Wir können es uns nicht vorstellen was es heißt verhaftet und bei Einvernahmen gefoltert zu werden, auf Transport zu gehen, in einem Konzentrationslager inhaftiert zu werden. Auch Margarethe Oblasser konnte dies nicht wissen. Was sie erlebte war ein radikaler, schmerzvoller und anhaltender Bruch in ihrem Leben.
Nach ihrer Rückkehr musste sie wieder Fuß fassen und weiterleben. In einem St. Johann, indem die Verbrechen der Nationalsozialisten geleugnet und verharmlost wurden. Die Ideologie von Verachtung und Vernichtung hatte sich mit Denunziation und Alltagshetze in den Köpfen der Menschen festgesetzt. Täter*innen und Mittäter*innen behielten ihre Positionen und konnten ihre Leben, ohne sich umfassend verantworten zu müssen, weiterführen. Verfolgte des Regimes galten auch nach dessen Kapitulation als Verbrecher*innen, unabhängig davon, dass die Grundlage der Verfolgung menschenverachtend und Unrecht war.
Margarethe Oblasser hat nicht darüber gesprochen, warum sie den Karl Rupitsch unterstützt hat und nicht darüber, was sie in dem Jahr zwischen 9. Juli 1944 und 30. April 1945 erlebt hat. Sie hat ihre Erinnerung verschlossen, um überleben zu können.
Zwei verschiedene Erinnerungsorte waren für sie jedoch von Bedeutung: Jährlich besuchte sie am 2. Juli den Gedenkstein, errichtet von Anna Hochleitner für ihre am 2.Juli 1944 „meuchlings erschossenen“ Söhne Simon und Alois Hochleitner“ und sie hat die Hans-Kappacherstraße in St. Johann niemals betreten. Hans Kappacher war von 1938 – 45 und von 1949 bis 1978 Bürgermeister von St. Johann und wohnte ihrer Verhaftung bei. In einer Niederschrift der öffentlichen Sitzung des Gemeinderats vom 15.7.1944, wird er wie folgt wiedergegeben: „Der Bürgermeister bringt klar zum Ausdruck, dass für solche Elemente (gemeint sind die verhafteten des Unterstützungswiderstands und damit auch Margarethe Oblasser, E.O.) eine Gefühlsduselei nicht am Platze ist“.
Verfolgung, Verschleppung und Haft gehörten zum Leben meiner Großtante. Es ist ihre Geschichte. Ihr Umgang mit dem Unfassbaren war Schweigen. Auch wenn sie nicht vergessen hat, wollte sie ihre Erfahrung nicht teilen, weil das Erlebte nicht teilbar ist.
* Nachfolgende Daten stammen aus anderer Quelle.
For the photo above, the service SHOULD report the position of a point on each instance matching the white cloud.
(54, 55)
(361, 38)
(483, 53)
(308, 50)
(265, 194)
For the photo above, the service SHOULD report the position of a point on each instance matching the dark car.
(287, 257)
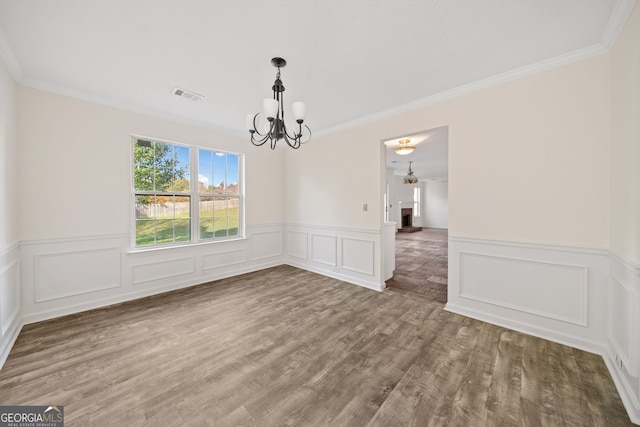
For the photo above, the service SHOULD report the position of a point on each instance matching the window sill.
(134, 251)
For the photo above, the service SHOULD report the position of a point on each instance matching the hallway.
(421, 265)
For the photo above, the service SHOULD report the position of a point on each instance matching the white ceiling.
(430, 158)
(350, 60)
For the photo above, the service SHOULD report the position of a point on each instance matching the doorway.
(420, 213)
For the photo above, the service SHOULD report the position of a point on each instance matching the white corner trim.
(630, 264)
(618, 18)
(8, 56)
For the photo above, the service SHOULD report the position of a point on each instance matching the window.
(184, 194)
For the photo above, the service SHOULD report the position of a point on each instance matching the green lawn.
(170, 229)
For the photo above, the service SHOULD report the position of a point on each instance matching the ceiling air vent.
(187, 94)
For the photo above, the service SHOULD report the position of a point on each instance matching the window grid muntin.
(194, 216)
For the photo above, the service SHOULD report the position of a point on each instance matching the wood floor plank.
(285, 346)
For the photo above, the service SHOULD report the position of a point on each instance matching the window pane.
(206, 228)
(219, 163)
(232, 184)
(234, 222)
(220, 206)
(234, 206)
(205, 162)
(145, 232)
(181, 169)
(218, 183)
(206, 207)
(164, 179)
(163, 155)
(183, 230)
(233, 164)
(143, 153)
(164, 231)
(143, 178)
(145, 207)
(161, 179)
(181, 207)
(204, 182)
(220, 226)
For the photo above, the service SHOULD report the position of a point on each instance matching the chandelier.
(410, 178)
(273, 109)
(404, 148)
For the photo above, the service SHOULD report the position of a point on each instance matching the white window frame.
(194, 197)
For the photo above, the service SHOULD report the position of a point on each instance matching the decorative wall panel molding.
(64, 274)
(265, 244)
(324, 249)
(10, 299)
(297, 243)
(544, 289)
(9, 296)
(358, 255)
(163, 269)
(554, 292)
(342, 253)
(224, 259)
(623, 332)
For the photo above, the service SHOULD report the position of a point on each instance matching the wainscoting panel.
(10, 311)
(358, 255)
(345, 254)
(554, 292)
(324, 249)
(551, 290)
(623, 357)
(64, 274)
(224, 259)
(266, 244)
(9, 296)
(163, 269)
(297, 244)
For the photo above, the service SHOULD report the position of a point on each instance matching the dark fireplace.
(407, 217)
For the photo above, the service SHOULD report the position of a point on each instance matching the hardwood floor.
(285, 346)
(421, 265)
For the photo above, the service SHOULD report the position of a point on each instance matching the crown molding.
(619, 16)
(125, 106)
(9, 58)
(528, 70)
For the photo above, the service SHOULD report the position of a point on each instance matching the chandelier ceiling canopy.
(404, 148)
(275, 129)
(410, 178)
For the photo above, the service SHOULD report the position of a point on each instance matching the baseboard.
(628, 397)
(544, 333)
(353, 280)
(8, 340)
(129, 296)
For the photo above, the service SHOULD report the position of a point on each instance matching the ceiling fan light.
(403, 151)
(404, 148)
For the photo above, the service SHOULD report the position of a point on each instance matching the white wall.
(436, 203)
(9, 239)
(80, 152)
(624, 225)
(76, 215)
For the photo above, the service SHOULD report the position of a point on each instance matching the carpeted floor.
(421, 264)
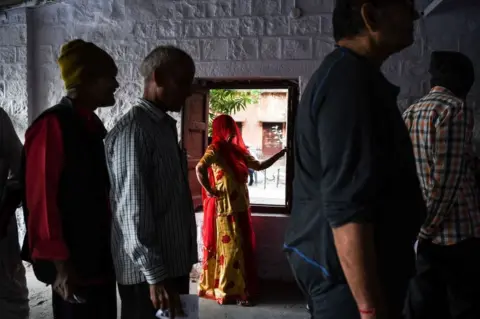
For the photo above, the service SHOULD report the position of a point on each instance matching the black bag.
(10, 202)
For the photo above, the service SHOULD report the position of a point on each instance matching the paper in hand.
(189, 306)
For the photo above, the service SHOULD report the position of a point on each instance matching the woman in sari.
(229, 272)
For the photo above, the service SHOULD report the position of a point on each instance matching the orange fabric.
(228, 141)
(229, 265)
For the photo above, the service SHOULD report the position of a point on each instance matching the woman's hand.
(213, 193)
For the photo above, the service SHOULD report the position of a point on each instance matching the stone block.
(125, 71)
(190, 10)
(192, 47)
(59, 14)
(45, 54)
(214, 49)
(21, 56)
(16, 90)
(270, 48)
(323, 47)
(277, 26)
(243, 49)
(168, 29)
(219, 8)
(141, 10)
(13, 35)
(314, 6)
(242, 8)
(309, 25)
(226, 27)
(145, 30)
(326, 26)
(266, 7)
(392, 67)
(7, 55)
(17, 16)
(54, 35)
(99, 12)
(14, 72)
(254, 26)
(127, 52)
(198, 29)
(297, 48)
(151, 45)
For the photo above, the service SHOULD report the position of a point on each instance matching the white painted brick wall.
(227, 38)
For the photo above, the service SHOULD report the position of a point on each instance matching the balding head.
(168, 73)
(163, 59)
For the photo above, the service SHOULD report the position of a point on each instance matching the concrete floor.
(279, 300)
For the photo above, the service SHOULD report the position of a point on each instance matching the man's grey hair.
(165, 58)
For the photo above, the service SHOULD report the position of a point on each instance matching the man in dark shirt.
(357, 204)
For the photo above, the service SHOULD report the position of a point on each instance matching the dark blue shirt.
(354, 162)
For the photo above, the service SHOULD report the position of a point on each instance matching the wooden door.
(194, 138)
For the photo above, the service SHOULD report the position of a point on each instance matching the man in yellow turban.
(66, 189)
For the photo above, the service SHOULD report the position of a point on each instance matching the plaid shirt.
(154, 234)
(441, 128)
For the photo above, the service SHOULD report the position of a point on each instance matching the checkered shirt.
(441, 129)
(154, 229)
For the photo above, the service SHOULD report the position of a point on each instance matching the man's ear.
(371, 16)
(159, 77)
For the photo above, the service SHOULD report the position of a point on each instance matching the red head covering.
(228, 142)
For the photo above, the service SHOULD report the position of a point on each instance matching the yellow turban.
(81, 61)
Das Schweigen war im Leben von Margarethe Oblasser eine Form der Selbstbestimmung, um den Teil ihrer Geschichte – das Trauma, den Schmerz und die Beschämung – in ihrer persönlichen Bedeutung zu bewahren, sie nicht herzugeben und von anderen deuten zu lassen.
Mit der Verlegung eines Stolpersteins an dem Ort, an dem sie gemeinsam mit anderen versucht hat ein Leben zu retten und damit der Herrschaft der Nationalsozialisten widersprochen hat, wird ihre Verfolgung sichtbar gemacht. Erinnert wird an ein gesellschaftliches System, das seine Macht mit brutalen Methoden durchgesetzt und 17 Millionen Menschen vernichtet hat. Eingemahnt wird, dass wir auch im Jetzt aufgerufen sind, gegen Antisemitismus, Rassismus, Krieg und autoritäre Ideologien aufzustehen.
Margarethe Oblasser, meine Großtante, hat mir sowohl den roten Winkel, Kennzeichnung für politische Gefangene im KZ als auch ein Flugblatt in russischer und deutscher Sprache vererbt, das sie auf ihrem Rückweg aufgelesen hatte. Sie hat mich eingesetzt ihre Geschichte nicht zu vergessen, sondern weiterzutragen. Die Erinnerung an den Unterstützungswiderstand lässt mich erkennen, dass es auch in totalitären Regimen die Entscheidungsfreiheit gibt, andere Menschen und ihre Leben wahrzunehmen und das Selbstverständliche zu tun.
Die Geschichte der Margarethe Oblasser erzählt aber auch davon, wie hoch der Preis sein kann, die eigene Menschlichkeit zu wahren und nicht zuletzt, dass Widerstand nur in Verbindung mit anderen gelingen kann.
Dieses Wissen hilft mir in Zeiten wiedererstarkender menschenfeindlicher Ideologien, Mut aufzubringen und gegen Unrecht einzutreten.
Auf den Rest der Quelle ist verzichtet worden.